En débarquant, Le Gentil apprit de Desforges, gouverneur de la colonie, que la guerre entre les Français et les Anglais était très-vive dans l’Inde, et que par suite de cet état de choses il aurait beaucoup de peine à se rendre à Pondichéry. Ce contre-temps l’inquiéta. Il espérait néanmoins trouver une occasion de passer à la côte de Coromandel : six mois d’attente se passèrent ; l’occasion ne s’offrit point. Cependant l’époque du passage de Venus devant le soleil approchait. L’astronome était dans l’anxiété la plus pénible. C’est alors que, comme dernière ressource et pour ne pas perdre tout-a-fait son voyage, il forma le projet d’aller à l’île Rodrigue , à cent lieues au vent de l’Ile-de-France, quoi qu’il fût fort douteux qu’on pût voir à Rodrigue l’entrée de Vénus sur le soleil.

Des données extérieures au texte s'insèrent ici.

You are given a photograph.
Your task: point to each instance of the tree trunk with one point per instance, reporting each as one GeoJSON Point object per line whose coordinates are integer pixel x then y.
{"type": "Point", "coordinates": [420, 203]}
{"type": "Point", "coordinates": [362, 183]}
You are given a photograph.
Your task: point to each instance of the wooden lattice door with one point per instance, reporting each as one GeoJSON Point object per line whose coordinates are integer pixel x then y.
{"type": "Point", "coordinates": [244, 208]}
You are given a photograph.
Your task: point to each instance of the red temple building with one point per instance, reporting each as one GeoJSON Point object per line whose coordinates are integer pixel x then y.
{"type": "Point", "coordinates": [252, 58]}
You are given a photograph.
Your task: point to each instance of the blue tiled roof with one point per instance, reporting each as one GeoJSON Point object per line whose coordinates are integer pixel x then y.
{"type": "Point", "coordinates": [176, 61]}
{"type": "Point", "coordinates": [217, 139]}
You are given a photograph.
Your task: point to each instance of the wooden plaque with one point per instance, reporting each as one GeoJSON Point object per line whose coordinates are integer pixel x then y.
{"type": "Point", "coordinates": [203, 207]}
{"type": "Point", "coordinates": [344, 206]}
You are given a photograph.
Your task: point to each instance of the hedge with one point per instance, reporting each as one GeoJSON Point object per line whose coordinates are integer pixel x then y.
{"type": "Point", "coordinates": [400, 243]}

Déjà Le Gentil faisait ses préparatifs de départ pour se rendre à Rodrigue, où il se fût rencontré avec l’astronome Pingré, lorsqu’une frégate , arrivant de France, apporta des ordres aussi importants que pressés pour nos possessions de la presqu’île de l’Inde. Desforges expédia promptement la frégate la Sylphide pour porter ces dépêches à Pondichéry. Le Gentil passa sur ce bâtiment qui partit de l’Ile-de-France le 11 mars 1761.

Ce voyage fut malheureux pour notre astronome. La Sylphide, arrêtée par le calme, contrariée par les vents, erra pendant cinq semaines dans les mers d’Afrique ; et lorsqu’elle parut devant Mahé, le 24 mai, ce fut pour apprendre que cette place et Pondichéry venaient de tomber au pouvoir des Anglais. La frégate s’éloignant sous toutes voiles, alla’ mouiller à Punta-de-Galle, sur la côte de Ceilan , où les Hollandais lui confirmèrent la nouvelle de nos désastres.

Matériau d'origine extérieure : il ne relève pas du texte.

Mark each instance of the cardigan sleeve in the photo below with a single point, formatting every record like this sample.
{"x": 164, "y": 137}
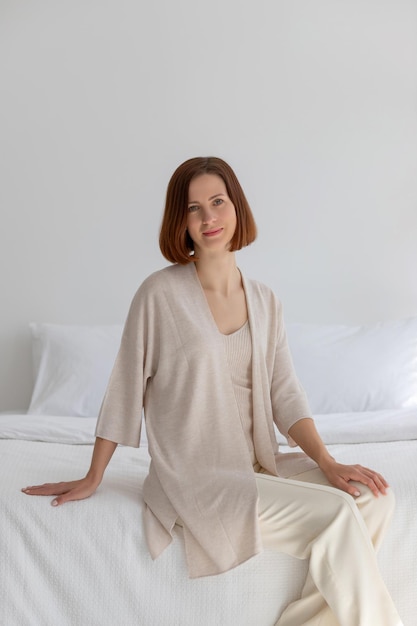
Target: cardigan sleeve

La mission de la Sylphide devenant dès-lors inutile, le commandant de ce bâtiment crut devoir quitter au plus vite ces parages, malgré les vives instances de Le Gentil, qui avait voulu à tout prix débarquer au Coromandel. La frégate appareilla le 3o mai pour retourner à l Ile-de- France. Un grand frais favorisa sa marche ; bientôt elle fut loin des côtes de l’Inde.

Le 6 juin, à l’instant du passage de Vénus sur le disque du soleil, la Sylphide se trouvait par 5° 45’ de latitude S. et 87° 15’ de longitude E. Ainsi ce fut au milieu de l’Océan indien, sur le pont vacillant d’un navire, que Le Gentil observa, le moins mal possible, le fameux passage de Vénus. Ce contre-temps désola l’astronome, qui avait fait 4,000 lieues pour observer ce qu’il ne fit que voir. Il revint découragé à l’Ile-de-France, le 23 juin.

Son dessein était de repasser en Europe. Mais pour que son voyage fût de quelqu’utilité, il résolut d’aller déterminer la position de la cote orientale de Madagascar, île immense que les Français fréquentaient beaucoup à cette époque. Cette opération demandait du temps ; elle était d’une exécution pénible et difficile. Ces obstacles ne rebutèrent point Le Gentil, qui ne manquait ni de patience ni de courage. Il se décida enfin à attendre, en s’occupant de ce travail, un second passage de Vénus, qui devait avoir lieu le 3 juin 1769.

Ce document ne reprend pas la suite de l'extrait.